Ahoy! Tall ships in London!

This past week I traveled from the sea to shining sea (kind of),

trading the shores of one Greenwich for the banks of another Greenwich.


Nearly one week ago, I took my last brisk walk around the shores of Greenwich, CT overlooking the sun-dappled Long Island Sound.  Yesterday I strolled along the banks of the Thames to view the Tall Ships moored on the shores of Greenwich, England.


The sun shone bright against a clear blue sky, an unusual delight on these shores and the perfect backdrop for the majestic tall ships that are in town for the Royal Tall Ships Festival.  More than 50 tall ships are gathered, the biggest fleet to visit London in a quarter of a century.


I emerged from the North Greenwich tube station in the late afternoon and began my short walk to the Thames.  Just as the river came into view, I saw this old ship sailing serenely against the backdrop of the modern cityscape.  Some of the ships lining the river are about 100 years old and provide quite a contrast to the soaring skyscrapers in the distance.
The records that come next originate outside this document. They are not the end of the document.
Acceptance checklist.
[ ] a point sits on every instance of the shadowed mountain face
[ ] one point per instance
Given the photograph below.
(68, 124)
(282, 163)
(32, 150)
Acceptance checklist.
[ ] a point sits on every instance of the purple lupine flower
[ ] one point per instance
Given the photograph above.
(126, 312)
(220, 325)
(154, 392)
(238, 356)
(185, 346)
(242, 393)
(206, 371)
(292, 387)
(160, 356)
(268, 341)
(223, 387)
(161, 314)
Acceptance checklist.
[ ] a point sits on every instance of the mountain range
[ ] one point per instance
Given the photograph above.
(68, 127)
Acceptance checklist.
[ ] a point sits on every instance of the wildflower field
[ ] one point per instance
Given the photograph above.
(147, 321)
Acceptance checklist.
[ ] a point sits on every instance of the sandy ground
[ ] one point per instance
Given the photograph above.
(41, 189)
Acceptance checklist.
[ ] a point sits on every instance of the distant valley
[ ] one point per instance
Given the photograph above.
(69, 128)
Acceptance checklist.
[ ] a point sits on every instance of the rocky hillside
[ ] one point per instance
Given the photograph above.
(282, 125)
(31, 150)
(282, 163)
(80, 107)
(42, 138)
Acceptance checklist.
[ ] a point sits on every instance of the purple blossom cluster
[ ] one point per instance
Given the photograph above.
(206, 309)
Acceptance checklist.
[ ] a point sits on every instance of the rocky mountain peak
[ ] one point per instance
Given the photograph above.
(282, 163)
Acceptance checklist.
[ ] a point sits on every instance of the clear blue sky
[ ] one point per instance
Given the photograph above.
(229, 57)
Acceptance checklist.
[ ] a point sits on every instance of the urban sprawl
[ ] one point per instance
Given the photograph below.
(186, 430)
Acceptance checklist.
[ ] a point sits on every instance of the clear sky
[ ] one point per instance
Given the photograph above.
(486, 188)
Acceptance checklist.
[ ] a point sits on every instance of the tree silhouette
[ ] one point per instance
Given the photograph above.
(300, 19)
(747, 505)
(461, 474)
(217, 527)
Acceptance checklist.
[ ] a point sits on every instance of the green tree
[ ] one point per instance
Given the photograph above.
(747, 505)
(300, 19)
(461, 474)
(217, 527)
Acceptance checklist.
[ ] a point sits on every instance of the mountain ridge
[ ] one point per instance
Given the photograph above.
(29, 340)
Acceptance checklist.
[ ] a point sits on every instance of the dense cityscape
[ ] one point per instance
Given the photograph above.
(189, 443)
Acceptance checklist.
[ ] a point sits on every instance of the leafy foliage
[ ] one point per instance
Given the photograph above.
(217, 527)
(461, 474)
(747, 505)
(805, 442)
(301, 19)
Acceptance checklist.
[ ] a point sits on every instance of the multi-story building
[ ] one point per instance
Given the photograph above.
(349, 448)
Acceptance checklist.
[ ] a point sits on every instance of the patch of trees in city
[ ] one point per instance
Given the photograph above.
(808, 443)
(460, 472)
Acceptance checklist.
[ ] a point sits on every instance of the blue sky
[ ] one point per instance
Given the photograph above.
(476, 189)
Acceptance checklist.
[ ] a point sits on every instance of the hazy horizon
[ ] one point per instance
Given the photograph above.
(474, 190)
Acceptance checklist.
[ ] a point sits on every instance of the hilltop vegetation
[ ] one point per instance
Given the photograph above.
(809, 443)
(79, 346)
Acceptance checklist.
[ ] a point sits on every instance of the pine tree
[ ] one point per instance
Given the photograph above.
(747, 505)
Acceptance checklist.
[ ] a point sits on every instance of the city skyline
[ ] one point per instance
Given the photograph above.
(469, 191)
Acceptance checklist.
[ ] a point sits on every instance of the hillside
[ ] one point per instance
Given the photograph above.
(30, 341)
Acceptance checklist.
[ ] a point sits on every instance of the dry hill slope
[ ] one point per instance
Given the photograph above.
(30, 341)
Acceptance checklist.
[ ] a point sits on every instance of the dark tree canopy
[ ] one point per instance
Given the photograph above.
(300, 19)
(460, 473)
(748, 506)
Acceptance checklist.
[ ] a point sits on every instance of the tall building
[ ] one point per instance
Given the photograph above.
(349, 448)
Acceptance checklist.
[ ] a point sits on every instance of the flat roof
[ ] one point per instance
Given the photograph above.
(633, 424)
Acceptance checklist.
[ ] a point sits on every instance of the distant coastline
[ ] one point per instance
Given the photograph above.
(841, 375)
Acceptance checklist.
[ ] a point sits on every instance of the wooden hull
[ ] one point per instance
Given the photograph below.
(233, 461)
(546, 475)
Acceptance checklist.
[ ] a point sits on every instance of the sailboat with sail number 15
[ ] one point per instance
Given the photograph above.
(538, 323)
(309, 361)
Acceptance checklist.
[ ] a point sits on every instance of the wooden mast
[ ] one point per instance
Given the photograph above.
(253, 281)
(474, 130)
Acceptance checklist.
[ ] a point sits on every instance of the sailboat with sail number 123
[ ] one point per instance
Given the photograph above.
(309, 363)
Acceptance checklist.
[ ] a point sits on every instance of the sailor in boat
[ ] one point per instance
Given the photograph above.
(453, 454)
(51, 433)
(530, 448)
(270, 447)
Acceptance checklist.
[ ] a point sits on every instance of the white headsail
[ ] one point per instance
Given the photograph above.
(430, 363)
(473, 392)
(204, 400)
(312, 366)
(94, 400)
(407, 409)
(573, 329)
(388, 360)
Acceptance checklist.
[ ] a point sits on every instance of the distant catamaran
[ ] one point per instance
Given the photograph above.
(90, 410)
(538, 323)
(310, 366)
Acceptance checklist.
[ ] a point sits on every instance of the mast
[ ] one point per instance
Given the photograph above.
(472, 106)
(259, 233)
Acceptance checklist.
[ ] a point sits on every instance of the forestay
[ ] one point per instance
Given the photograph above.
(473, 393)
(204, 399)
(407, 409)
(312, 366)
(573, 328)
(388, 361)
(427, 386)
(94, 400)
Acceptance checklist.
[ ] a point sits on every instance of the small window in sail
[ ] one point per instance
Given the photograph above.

That said, London is a city steeped in history, and the Thames was once teeming with boats such as these trading their wares along the banks.  A popular London activity is “mudlarking” in which people wade in the low tide of the Thames and search for ancient treasures in the river silt.  Often, a nautical trinket is uncovered….perhaps belonging to one of these boats long ago!

I strolled along the Thames path for several miles, past the ships with sails flapping and flags waving in the gentle breeze.


Soon, I found myself meandering through a quiet wooded path that led to old cobbled misaligned streets filled with charming small homes with anchor door knockers and port hole windows.  I was a bit aimless, casually following signs to the Maritime Museum.  Suddenly, pubs with names like “Ye Old Salty Dog” appeared and signs of commerce emerged.  Crowds began to replace my solitude.  I turned right and found myself again looking out over the Thames through the giant gates surrounding the venerable Old Royal Naval College, a World Heritage site in maritime Greenwich.


What a beautiful place, filled with impressive buildings and beautiful green lawns that provide a park-like environment.


I loved the regal lion crest transformed to a nautical “mer-lion”, complete with scaly tail!


I slowly made my way back to the overground but got distracted by the allure of a marketplace.  The Greenwich Market combines the best of Borough and Camden Markets.  It is a small indoor marketplace filled with delicious ethnic foods, various trinkets and souvenirs, and interesting clothing and antique stalls.  A jazz singer was performing favorite standards from the ’50s, adding to the overall ambiance.  I was hot and thirsty, and an ice-cold fresh mint Moroccan tea hit the spot.

From one Greenwich to another Greenwich.  

I may have spent the afternoon in my namesake town, but the similarity is truly in name only.